Some of them could be actual javadocs of methods, classes, fields, etc.

It is very rare to have Javadocs within the body of a method as shown below https://github.com/hibernate/hibernate-orm/commit/2176af114#diff-29cf6a32b665d1c14bb90e991cd9f9778cba6e9deee05baa92756bffb8f6ca28R1962-R1966

I think only these cases should be processed from the comment list, because all other normal Javadoc cases already exist as properties in the method, field, type declaration AST nodes.

pouryafard75 commented 2 months ago

@tsantalis Attached JavaDocs actually have parents. Thats the way to distinguish them:

image
tsantalis commented 2 months ago

@pouryafard75 Yes you are right. The attached javadocs to method, field, type declarations have a parent, while those inside method bodies have a null parent.

Your PR is extensively tested and ready to be merged. @jrfaller Please go ahead with the merge. We checked everything in detail.

jrfaller commented 2 months ago

Hi @tsantalis, @pouryafard75!

Thanks a lot for improving the PR. Sorry to be a little over-careful with this one but it's on the JDT parser so it can have a lot of effect :)
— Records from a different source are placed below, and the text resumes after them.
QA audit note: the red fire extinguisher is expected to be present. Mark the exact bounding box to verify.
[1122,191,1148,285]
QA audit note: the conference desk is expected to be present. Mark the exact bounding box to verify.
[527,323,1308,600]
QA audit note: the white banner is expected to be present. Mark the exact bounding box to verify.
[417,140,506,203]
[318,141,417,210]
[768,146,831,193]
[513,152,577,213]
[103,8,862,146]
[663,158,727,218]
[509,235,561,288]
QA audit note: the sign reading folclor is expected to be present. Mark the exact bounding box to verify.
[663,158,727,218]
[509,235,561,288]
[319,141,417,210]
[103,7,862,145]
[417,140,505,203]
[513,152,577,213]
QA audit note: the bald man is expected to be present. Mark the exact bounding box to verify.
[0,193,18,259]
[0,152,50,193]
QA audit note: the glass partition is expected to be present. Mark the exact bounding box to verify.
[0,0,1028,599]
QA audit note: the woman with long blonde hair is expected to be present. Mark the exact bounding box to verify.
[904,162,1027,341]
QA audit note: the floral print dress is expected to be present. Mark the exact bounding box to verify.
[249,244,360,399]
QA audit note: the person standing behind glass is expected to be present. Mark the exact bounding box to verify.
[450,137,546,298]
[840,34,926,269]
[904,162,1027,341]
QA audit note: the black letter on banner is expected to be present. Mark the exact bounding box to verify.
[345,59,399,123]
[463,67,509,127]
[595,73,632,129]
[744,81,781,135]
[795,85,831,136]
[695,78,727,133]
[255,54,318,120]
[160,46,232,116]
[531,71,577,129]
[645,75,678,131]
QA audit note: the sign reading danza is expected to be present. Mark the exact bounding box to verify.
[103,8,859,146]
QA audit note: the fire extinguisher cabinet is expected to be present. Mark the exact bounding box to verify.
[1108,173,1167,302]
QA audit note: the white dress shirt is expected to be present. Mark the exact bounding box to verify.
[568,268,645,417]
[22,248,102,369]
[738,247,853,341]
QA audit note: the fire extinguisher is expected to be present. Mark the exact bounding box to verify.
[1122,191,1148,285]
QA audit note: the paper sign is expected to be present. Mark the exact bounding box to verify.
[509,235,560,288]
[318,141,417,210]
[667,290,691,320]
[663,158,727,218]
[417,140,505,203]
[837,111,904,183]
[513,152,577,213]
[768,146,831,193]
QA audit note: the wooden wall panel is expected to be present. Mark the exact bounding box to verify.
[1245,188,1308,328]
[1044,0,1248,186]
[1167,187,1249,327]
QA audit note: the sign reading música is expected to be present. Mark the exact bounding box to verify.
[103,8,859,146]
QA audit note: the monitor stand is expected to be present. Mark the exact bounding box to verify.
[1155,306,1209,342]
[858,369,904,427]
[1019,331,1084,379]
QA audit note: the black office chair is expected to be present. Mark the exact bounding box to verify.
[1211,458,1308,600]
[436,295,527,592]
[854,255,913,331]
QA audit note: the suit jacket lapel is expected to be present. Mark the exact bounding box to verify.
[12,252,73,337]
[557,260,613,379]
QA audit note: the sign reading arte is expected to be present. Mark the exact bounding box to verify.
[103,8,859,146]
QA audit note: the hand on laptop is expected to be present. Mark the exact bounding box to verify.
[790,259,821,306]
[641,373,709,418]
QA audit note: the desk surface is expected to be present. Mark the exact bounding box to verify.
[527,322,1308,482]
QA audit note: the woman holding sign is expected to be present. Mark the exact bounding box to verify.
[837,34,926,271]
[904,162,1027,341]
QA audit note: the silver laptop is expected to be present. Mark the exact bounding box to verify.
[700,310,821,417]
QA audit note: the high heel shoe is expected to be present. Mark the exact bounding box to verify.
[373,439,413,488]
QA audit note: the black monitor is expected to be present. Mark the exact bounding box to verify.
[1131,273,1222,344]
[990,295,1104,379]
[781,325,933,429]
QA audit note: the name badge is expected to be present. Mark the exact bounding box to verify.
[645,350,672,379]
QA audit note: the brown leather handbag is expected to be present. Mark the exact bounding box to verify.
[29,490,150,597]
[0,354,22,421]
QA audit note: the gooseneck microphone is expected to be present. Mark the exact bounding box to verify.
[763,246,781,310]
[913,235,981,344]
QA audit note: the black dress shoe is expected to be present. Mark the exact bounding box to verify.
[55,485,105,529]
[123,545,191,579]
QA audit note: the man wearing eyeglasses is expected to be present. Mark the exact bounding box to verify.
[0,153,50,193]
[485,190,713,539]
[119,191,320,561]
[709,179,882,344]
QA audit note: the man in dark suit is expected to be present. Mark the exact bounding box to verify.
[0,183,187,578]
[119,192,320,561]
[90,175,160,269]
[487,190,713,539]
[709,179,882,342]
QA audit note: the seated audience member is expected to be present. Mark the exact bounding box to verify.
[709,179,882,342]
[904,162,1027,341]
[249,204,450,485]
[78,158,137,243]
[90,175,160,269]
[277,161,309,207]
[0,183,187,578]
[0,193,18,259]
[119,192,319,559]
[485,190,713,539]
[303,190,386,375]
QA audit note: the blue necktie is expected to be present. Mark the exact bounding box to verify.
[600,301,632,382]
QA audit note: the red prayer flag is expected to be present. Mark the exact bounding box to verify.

I have tried the option mechanism and I think it's not very convenient to use. By reading the code base again I think that finally the easiest way to have both ways to generate the tree would be to have a new TreeGenerator, similar to what I did for the change distiller tree generator here: https://github.com/GumTreeDiff/gumtree/blob/main/gen.jdt/src/main/java/com/github/gumtreediff/gen/jdt/cd/CdJdtTreeGenerator.java

This way it can easily be set up using the -g option in the command line. Sorry not to have spotted this sooner.

@pouryafard75 could you try it?

Cheers!

pouryafard75 commented 2 months ago

@jrfaller What do you think about this new impl?

pouryafard75 commented 2 months ago

I have written separate Visitor and Generator for it. I think now its ready and functional.

jrfaller commented 2 months ago

Perfect! Looks very nice! Thanks @pouryafard75 and @tsantalis !!!

monperrus commented 2 months ago

@pouryafard75 @tsantalis ICYMI, see also https://github.com/SpoonLabs/gumtree-spoon-ast-diff/ Gumtree-diff for Java with the full power of the Spoon API.

tsantalis commented 2 months ago

@monperrus Martin, thanks for the pointer. We will check if it is possible to add gumtree-spoon in our AST diff benchmark.

tsantalis commented 2 months ago

@jrfaller When should we expect the next Gumtree release?

jrfaller commented 1 month ago

Hi @tsantalis ! I have just released 4.0.0-beta3 if I don't run into any bug with it should be soon released as 4.0.0!